How About Journalists Who Went to State Universities vs. Those Who Went to Ivy League Schools?

From the  New York Times review of the book In Search of Sir Thomas Browne by Jim Holt:

The history of English prose can be seen as a dialectical struggle between two tendencies: plain versus grand. The plain style aims at ease and lucidity. It favors simply structured sentences, short words of Saxon origin and a conversational tone. It runs the risk of being flat. By contrast, the grand style — also called (by Cyril ­Connolly) “mandarin” — aims at rhetorical luxuriance. It is characterized by rolling ­periods decked with balanced subordinate clauses, a polysyllabic Latinate vocabulary, elaborate rhythms, stately epithets, sumptuous metaphors, learned allusions and fanciful turns of phrase. It runs the risk of being ridiculous.

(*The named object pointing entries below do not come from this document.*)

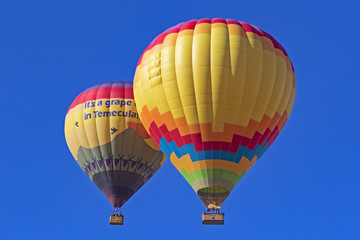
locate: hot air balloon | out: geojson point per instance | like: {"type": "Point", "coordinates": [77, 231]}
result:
{"type": "Point", "coordinates": [214, 94]}
{"type": "Point", "coordinates": [108, 141]}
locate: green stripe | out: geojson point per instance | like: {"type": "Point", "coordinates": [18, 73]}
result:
{"type": "Point", "coordinates": [212, 173]}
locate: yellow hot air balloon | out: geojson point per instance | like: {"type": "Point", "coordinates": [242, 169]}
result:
{"type": "Point", "coordinates": [108, 141]}
{"type": "Point", "coordinates": [214, 94]}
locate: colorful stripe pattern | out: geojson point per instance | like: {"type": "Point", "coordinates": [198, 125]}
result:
{"type": "Point", "coordinates": [108, 141]}
{"type": "Point", "coordinates": [214, 94]}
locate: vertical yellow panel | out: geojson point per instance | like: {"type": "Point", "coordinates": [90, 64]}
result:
{"type": "Point", "coordinates": [183, 66]}
{"type": "Point", "coordinates": [220, 73]}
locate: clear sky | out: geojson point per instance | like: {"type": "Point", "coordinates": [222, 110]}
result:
{"type": "Point", "coordinates": [306, 186]}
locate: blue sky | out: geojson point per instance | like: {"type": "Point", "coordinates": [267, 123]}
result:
{"type": "Point", "coordinates": [306, 186]}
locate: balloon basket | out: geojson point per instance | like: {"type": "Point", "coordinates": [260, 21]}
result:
{"type": "Point", "coordinates": [117, 219]}
{"type": "Point", "coordinates": [213, 218]}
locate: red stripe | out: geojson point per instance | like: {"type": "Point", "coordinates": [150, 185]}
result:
{"type": "Point", "coordinates": [158, 132]}
{"type": "Point", "coordinates": [204, 20]}
{"type": "Point", "coordinates": [191, 25]}
{"type": "Point", "coordinates": [218, 20]}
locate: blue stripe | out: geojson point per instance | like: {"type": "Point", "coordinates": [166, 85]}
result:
{"type": "Point", "coordinates": [168, 148]}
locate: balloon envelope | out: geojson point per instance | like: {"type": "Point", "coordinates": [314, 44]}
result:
{"type": "Point", "coordinates": [108, 141]}
{"type": "Point", "coordinates": [214, 94]}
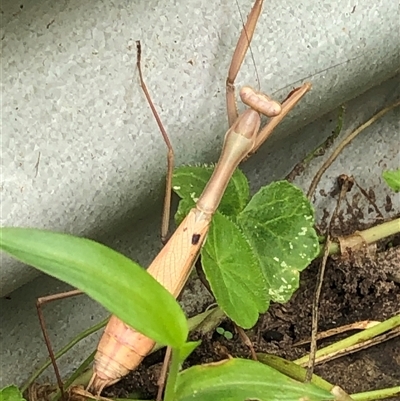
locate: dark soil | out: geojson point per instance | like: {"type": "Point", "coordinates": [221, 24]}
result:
{"type": "Point", "coordinates": [361, 287]}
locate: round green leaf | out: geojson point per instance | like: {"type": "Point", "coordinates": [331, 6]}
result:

Partisans of the plain style include Dryden, Swift, Shelley (in his letters), Hazlitt, Matthew Arnold, Orwell, Hemingway, E.B. White, Gore Vidal, Joan Didion, Michael Lewis and The New Yorker. Partisans of the mandarin style include — in addition to its begetters, the scribes of the King James Bible — Dr. Johnson, Gibbon, Addison, Carlyle, Pater, Ruskin, Nabokov, William F. Buckley Jr., Elizabeth Hardwick, Lewis Lapham and Time magazine. (It is an amusing parlor game to extend and modify these lists.)